冠詞の使い方をよくわかっていない日本人には、どちらでもいいように思うが、そうした考え方が、ますます冠詞理解を遠ざける。
これも同じく、米GoogleのBooksカテゴリーで検索すると、定冠詞のほうがずっと多い。
しかしこれは、使用頻度で決めるようなことではなく、冠詞の用法によるものだから、課題文の場合、状況次第だ。これが日本人には難しい。
まず訳文1のような、定冠詞の場合を実際の使用例でみると、ある特定の北風をさしているのではなく、北風というものを総体的にとらえた使い方が多かった。
また、Booksでのヒットで多かったのが、北風を擬人化して扱う場合も定冠詞で表している。
有名なイソップの「北風と太陽」は、"The North Wind and The Sum"となっている。
一方の不定冠詞はというと、これは一時の気象現象として扱う場合に"a north wind"となるようだ。
雨は、"a rain"と表現すると、一時の気象現象ということで不定冠詞をつけている。

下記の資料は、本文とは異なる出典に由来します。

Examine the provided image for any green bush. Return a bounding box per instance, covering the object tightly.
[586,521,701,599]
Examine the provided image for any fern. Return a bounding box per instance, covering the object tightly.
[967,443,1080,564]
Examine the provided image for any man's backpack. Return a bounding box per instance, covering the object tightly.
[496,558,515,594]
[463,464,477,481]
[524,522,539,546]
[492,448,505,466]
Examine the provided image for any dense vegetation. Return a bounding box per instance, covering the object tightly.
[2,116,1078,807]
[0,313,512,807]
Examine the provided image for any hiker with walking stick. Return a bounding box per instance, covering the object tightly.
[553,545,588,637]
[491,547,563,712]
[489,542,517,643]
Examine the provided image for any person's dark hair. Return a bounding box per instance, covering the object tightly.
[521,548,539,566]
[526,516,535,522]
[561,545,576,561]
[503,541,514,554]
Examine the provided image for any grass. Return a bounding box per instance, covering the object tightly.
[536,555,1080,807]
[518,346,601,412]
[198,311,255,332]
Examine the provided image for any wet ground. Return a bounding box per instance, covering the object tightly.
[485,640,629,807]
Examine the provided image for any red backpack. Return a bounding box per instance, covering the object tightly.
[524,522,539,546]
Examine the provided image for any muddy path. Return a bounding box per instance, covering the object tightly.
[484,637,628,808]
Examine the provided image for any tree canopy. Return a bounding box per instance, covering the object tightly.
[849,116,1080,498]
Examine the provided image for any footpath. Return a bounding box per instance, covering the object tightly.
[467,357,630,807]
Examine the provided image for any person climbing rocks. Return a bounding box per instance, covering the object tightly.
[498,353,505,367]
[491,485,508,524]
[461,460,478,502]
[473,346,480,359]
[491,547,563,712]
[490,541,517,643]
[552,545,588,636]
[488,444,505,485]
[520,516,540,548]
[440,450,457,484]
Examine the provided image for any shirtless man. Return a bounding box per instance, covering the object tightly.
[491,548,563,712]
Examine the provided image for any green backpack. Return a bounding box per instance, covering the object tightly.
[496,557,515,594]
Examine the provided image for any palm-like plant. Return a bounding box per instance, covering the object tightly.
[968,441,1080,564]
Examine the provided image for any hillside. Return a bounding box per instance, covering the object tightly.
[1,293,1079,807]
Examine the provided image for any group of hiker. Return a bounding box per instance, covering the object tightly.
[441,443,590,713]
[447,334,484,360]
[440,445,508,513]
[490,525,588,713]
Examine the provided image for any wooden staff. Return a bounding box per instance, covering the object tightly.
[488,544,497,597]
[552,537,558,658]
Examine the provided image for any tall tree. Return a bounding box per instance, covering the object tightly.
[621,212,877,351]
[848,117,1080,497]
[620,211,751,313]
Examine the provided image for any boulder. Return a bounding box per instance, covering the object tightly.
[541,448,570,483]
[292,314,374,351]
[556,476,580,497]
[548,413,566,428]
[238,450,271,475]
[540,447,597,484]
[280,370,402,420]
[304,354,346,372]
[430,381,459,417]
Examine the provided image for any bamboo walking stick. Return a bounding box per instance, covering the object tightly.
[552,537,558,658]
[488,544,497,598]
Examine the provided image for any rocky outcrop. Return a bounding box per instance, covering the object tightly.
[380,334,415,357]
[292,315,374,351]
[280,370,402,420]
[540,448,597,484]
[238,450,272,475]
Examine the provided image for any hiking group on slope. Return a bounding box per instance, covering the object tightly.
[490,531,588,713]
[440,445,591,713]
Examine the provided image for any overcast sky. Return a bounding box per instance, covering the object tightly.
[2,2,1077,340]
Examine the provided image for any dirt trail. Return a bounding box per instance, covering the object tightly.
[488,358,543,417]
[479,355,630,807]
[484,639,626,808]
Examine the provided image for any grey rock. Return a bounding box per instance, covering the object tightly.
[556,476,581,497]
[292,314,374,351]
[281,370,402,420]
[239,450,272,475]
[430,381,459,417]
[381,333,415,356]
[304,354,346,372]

一方、無冠詞で"rain"とのみ表すと、雨を抽象的、総体的にとらえていることになる。
これが"the rain"となると、theという特定化の標識があるから、何によって特定化されたのかを判断しなければならない。
前述されているからなのか、それとも、みんなが共通認識しているからなのか。
有名なミュージカルのマイフェアレディの中の一曲、「スペインの雨」は"The Rain in Spain"だ。
これは、"rain"がそのあとの"in Spain"によって限定されているためだ。そして、その限定は限定から外れたほかの地域のrainとの比較・対照を含意している。
このあたりのことは、マーク・ピーターセン著、「続 日本人の英語」のP13〜P15に説明がある。
冠詞の高度機能は、日本人の理解をはるかに超えている。
冠詞に相当する機能語を持たない日本語しか理解していない日本人には、いつまでたっても冠詞はブラックボックスのままだ。
さて、それでは、課題文の場合はどうするか。
訳文1は、"The north wind having been raging since the morning"として、日本語の「朝から吹き荒れた北風」の訳とした。
形容詞用法の現在分詞を、完了形で使い、被修飾語の"north wind"には定冠詞をつけていて、文法的に完璧に思える。
ところが、この定冠詞は先の説明通り、ある限定を表すだけでなく、限定から外れたほかのものとの対照を含意しているから、とても妙な意味を持つことになる。
これは、現在分詞の部分を限定用法の関係代名詞で表した場合と同じで、対照されているのは、「その日の朝からではなく別の時間帯に吹いていた北風」だ。
それでは、訳文2のような表現がいいかというと、これは、時制に疎い日本人がよくやる間違いで、進行形とある動作なり、状態の開始時期を表す"since"は共起しないということを知らないために起きる。
ここまででも、日本人には厄介この上ない問題、冠詞と時制が絡んでいて見かけとは大違いの難しさがあるのが分かった。
この先問題はまだまだあるので、この後の部分に関する説明は次回に回す。